Convert spark dataframe into json files which contains array of json - json

I am writing Spark Application in scala which reads the HiveTable and save the output in HDFS as Json Format file.
I read the hive table using HiveContext and it returns the DataFrame. Below is the code snippet.
val sparkConf = new SparkConf().setAppName("SparkReadHive")
val sc = new SparkContext(sparkConf)
val sqlContext = new HiveContext(sc)
import sqlContext.implicits._
val df = sqlContext.sql(
"""
|SELECT *
|FROM database.table
|""".stripMargin)
df.write.format("json").save(path)
I need output file looks like below:
[{"name":"tom", "age": 8},
{"name":"Jerry", "age": 7}]
However, what I get is like below:
{"name":"tom", "age": 8}
{"name":"Jerry", "age": 7}
Can someone please help me with it? Thank you!

We can use .toJSON, collect() and .mkString method to get array of json objects and by using hadoop filesystem to create a file in hdfs with the desired format.
Example:
import org.apache.hadoop.conf.Configuration
import org.apache.hadoop.fs._
import org.apache.hadoop.io._
import java.io._
//sample dataframe
val df=sc.parallelize(Seq(("tom",8),("Jerry",7))).toDF("name","age")

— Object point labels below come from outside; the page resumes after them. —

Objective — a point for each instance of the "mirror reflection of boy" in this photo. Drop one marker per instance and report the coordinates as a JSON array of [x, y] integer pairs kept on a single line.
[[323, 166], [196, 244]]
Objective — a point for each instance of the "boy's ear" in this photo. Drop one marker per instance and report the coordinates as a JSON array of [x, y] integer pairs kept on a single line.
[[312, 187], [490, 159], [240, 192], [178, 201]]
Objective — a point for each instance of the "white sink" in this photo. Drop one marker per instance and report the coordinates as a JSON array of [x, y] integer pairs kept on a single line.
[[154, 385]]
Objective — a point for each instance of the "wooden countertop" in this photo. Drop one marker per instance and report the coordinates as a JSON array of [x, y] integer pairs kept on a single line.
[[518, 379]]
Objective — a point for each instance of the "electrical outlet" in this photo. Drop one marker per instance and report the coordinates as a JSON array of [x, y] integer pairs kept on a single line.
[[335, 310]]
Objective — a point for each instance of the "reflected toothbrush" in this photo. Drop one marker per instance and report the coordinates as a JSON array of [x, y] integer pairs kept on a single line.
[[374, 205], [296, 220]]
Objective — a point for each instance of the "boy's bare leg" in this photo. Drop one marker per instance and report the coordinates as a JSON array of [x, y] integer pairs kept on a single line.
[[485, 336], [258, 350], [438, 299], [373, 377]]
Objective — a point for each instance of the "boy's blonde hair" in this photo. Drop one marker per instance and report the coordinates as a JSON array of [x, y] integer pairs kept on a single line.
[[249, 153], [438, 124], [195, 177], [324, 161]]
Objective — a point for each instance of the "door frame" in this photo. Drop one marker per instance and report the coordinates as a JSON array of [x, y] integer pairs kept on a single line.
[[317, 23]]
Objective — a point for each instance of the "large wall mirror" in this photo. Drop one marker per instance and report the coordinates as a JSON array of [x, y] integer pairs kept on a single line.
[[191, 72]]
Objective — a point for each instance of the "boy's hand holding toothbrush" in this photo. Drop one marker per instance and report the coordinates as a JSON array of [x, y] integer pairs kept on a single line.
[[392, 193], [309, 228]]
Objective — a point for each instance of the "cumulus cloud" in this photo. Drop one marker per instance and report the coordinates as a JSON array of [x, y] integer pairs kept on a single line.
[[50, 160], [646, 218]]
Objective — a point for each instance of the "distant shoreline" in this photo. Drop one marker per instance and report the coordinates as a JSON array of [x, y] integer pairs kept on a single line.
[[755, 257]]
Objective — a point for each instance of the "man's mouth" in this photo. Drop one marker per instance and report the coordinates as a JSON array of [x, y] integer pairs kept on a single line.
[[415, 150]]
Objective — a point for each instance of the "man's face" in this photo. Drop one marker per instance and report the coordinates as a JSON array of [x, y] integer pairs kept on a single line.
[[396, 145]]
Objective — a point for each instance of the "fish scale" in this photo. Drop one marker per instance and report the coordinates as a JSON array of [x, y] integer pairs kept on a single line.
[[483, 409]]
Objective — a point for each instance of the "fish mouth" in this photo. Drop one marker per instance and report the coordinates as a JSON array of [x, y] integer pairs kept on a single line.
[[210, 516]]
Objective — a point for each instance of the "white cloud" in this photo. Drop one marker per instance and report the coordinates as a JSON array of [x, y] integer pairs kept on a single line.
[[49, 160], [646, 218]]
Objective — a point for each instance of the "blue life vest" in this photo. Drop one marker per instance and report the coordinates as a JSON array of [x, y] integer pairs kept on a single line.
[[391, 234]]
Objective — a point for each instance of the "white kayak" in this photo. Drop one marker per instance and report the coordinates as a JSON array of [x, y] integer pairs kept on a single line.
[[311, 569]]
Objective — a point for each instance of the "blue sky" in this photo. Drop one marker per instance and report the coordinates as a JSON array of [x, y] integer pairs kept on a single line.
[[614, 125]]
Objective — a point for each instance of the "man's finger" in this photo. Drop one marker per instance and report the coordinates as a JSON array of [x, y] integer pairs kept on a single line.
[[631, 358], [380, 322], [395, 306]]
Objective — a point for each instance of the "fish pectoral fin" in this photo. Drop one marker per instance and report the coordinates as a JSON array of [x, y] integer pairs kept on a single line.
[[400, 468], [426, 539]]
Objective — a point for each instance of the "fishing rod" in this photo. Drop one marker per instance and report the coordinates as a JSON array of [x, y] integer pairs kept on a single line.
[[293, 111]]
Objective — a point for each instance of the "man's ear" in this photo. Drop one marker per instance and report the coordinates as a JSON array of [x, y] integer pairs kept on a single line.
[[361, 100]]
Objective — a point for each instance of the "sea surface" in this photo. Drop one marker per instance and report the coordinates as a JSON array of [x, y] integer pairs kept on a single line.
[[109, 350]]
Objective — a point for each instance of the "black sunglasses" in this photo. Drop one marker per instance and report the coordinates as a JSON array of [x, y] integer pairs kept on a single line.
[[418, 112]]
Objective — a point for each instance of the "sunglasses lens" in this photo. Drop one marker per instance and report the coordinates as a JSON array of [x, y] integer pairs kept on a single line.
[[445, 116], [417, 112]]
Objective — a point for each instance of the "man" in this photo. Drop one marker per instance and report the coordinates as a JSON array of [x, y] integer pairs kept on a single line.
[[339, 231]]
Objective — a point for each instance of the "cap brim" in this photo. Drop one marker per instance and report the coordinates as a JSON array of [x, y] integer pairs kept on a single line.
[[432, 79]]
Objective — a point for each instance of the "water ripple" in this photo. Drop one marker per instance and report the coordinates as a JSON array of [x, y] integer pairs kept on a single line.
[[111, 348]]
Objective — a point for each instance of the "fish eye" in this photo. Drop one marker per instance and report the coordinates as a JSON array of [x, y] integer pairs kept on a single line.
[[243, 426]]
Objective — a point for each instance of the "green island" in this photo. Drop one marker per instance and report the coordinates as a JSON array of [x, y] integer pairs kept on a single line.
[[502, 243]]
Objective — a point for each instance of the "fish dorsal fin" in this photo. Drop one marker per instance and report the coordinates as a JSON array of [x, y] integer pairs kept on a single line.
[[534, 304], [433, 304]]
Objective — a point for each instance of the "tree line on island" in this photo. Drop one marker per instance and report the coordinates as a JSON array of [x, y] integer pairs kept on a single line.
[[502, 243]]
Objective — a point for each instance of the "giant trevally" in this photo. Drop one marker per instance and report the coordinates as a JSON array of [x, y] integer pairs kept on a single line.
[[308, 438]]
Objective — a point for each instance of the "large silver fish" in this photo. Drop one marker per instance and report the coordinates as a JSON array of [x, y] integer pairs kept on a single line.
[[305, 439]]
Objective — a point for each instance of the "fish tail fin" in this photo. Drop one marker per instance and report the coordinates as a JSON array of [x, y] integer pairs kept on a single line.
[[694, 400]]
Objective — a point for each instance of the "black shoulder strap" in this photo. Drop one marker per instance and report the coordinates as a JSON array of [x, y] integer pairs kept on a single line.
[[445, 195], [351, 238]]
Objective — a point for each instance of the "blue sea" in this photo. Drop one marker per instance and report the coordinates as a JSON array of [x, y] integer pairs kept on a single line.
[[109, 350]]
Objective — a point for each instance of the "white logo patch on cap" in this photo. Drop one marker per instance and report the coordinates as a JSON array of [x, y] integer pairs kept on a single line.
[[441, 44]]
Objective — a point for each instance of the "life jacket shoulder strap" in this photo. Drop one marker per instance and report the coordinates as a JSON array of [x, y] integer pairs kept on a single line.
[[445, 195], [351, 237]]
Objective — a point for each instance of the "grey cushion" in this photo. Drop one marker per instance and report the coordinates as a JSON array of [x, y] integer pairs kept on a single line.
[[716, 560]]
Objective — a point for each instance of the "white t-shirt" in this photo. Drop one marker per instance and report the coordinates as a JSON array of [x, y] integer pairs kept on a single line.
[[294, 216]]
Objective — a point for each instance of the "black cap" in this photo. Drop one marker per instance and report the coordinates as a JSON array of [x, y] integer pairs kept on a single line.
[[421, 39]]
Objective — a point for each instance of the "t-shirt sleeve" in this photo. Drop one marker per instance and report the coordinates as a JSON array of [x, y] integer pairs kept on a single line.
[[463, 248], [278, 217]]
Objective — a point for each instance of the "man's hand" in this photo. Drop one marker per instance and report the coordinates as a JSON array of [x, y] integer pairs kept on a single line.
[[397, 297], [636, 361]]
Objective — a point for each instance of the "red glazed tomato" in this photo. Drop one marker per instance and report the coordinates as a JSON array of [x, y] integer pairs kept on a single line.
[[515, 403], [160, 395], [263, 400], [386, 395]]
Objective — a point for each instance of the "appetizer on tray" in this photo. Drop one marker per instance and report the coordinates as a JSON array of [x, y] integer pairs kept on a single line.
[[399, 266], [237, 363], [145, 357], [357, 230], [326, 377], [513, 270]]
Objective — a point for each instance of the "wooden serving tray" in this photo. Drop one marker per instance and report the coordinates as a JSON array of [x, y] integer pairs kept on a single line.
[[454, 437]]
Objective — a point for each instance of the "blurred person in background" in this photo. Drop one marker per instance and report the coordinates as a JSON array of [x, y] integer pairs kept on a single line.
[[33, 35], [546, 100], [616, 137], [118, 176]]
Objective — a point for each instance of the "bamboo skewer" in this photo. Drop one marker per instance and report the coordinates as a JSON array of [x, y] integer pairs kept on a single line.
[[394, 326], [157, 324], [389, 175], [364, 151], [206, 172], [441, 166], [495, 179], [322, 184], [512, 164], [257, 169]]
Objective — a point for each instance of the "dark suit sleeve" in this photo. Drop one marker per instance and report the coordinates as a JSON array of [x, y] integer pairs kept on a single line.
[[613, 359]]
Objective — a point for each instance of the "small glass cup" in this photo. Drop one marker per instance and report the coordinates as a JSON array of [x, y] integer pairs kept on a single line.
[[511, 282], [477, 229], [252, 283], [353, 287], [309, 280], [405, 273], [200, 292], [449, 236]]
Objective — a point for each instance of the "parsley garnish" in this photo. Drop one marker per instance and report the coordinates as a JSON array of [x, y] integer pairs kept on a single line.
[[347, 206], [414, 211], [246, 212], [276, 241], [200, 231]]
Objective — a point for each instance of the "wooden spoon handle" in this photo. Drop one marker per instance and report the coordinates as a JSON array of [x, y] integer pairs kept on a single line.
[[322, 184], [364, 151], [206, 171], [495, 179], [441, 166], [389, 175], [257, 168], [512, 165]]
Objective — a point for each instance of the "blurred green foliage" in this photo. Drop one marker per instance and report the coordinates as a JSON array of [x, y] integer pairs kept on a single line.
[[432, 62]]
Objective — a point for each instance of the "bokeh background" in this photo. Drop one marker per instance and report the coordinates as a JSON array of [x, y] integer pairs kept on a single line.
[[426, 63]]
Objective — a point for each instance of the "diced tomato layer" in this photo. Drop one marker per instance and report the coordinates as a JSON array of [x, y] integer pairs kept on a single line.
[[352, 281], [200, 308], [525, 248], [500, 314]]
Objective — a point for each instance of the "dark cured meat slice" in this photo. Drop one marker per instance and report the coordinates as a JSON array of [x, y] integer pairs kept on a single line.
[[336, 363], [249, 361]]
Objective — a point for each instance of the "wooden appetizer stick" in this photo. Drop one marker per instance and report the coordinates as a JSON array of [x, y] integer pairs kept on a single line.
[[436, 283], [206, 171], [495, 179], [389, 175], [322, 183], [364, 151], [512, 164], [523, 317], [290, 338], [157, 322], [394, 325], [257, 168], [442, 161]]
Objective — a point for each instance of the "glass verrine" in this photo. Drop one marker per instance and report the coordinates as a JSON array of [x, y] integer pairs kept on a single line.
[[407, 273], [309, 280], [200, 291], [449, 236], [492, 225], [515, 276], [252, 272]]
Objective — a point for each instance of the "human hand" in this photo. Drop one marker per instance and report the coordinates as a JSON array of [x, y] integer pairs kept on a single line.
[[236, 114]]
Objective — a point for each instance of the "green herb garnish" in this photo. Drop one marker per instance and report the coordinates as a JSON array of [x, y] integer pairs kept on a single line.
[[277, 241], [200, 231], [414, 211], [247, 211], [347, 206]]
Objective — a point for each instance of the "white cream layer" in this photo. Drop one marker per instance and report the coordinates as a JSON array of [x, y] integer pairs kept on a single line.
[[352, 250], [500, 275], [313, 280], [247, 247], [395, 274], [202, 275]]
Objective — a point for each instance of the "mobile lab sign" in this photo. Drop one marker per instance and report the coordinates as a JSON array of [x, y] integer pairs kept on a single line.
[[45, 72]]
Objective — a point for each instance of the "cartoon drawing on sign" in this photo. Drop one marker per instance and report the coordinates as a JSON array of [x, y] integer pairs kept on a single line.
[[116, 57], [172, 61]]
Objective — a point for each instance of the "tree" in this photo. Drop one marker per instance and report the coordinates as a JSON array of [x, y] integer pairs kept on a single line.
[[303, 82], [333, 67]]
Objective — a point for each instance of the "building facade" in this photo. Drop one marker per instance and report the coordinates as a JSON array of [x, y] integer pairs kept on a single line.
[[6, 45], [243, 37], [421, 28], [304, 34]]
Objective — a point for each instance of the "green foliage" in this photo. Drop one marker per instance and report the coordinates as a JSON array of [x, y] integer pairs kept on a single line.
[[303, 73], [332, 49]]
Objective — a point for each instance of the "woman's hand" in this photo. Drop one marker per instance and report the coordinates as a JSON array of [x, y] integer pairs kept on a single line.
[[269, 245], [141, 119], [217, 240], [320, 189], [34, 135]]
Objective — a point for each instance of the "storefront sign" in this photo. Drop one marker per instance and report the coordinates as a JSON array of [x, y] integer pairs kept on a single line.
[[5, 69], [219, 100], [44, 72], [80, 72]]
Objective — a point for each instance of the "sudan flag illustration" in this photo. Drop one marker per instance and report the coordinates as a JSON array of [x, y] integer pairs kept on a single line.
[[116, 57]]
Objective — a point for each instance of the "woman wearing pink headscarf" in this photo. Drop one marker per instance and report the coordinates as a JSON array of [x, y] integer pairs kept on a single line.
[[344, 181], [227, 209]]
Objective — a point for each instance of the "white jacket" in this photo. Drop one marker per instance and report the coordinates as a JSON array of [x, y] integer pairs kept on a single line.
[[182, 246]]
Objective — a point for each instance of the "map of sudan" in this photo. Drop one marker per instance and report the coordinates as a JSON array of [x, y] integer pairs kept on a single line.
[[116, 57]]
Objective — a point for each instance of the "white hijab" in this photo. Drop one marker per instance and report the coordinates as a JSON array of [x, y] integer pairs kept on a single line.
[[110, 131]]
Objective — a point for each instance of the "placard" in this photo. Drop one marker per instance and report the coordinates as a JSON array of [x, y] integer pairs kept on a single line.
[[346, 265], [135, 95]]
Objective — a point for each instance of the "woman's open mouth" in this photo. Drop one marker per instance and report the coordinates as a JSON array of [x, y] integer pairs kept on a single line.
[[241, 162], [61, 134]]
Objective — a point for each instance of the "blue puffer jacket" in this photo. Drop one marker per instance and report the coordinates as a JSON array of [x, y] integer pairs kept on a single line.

//making array of json object
val data=df.toJSON.collect().mkString("[",",\n","]")
//filesystem object
val path = new Path("hdfs://<namenode>:8020/<path>/myfile.txt")
val conf = new Configuration(sc.hadoopConfiguration)
val fs = path.getFileSystem(conf)
if (fs.exists(path))
fs.delete(path, true)
val out = new BufferedOutputStream(fs.create(path))
out.write(data.getBytes("UTF-8"))
out.flush()
out.close()
fs.close()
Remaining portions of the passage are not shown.